Is rentvesting a good idea? +

For most people locked out of their local market, yes. You enter the market sooner, you get tax deductions on the investment property, and you pick a market on fundamentals rather than being forced into wherever you can afford to live. It's not for everyone: it requires discipline with the rental saving difference and an investor mindset.

Is rentvesting worth it? +

Usually yes in expensive capital cities, where a rentvesting setup builds wealth faster than waiting for an affordable home. In cheaper markets, buying a home first may still be viable. Run the numbers for your specific situation.

Why do some people say rentvesting is bad? +

The main criticisms are: you don't own where you live, rent can rise, and you miss out on first-home owner concessions. For disciplined investors with a long horizon, these are manageable. For someone who needs housing stability or depends on stamp duty concessions, buying a home first may still make sense.

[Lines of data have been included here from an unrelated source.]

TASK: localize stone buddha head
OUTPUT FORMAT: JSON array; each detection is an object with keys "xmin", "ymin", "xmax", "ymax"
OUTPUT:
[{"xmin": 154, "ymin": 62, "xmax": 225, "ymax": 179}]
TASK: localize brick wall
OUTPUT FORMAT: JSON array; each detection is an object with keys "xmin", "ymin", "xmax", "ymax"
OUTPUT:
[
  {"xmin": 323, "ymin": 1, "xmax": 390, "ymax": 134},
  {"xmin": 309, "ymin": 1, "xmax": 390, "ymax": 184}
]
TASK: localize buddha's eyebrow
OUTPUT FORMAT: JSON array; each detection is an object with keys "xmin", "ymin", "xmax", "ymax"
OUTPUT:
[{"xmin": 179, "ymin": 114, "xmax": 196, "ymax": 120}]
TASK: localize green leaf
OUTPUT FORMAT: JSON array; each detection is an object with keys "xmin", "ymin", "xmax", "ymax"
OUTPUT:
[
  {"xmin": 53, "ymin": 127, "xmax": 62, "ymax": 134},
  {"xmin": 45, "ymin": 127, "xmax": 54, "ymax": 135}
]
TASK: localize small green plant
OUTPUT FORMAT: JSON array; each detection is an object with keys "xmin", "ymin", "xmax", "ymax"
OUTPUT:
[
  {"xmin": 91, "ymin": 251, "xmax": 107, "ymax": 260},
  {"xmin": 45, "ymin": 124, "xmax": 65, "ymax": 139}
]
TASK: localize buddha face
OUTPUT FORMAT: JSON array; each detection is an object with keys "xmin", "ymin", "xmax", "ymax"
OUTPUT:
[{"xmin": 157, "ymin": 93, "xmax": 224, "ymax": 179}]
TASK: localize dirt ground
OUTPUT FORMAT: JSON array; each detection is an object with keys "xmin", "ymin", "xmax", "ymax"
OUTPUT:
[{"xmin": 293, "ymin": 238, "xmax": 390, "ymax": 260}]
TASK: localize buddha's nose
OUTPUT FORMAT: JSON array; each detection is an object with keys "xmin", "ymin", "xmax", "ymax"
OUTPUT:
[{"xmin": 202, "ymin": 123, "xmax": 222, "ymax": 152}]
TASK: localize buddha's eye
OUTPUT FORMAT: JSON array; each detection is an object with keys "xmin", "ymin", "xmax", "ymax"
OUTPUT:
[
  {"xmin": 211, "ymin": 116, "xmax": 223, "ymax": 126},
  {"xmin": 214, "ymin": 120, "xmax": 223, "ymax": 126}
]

What are the tax benefits? +

Interest, council rates, insurance, property management, repairs, and depreciation are generally deductible against rental income. If the property is negatively geared, the loss reduces your taxable income. An owner-occupied home offers none of these. Confirm with your accountant.

Rentvesting vs buying a home, what's better? +

In expensive capital cities like Sydney, rentvesting typically builds wealth faster because you invest in a market with stronger yields and lower entry prices while your rent is roughly half the cost of a mortgage. In cheaper markets, buying a home first may be viable. It's a maths question, not a moral one.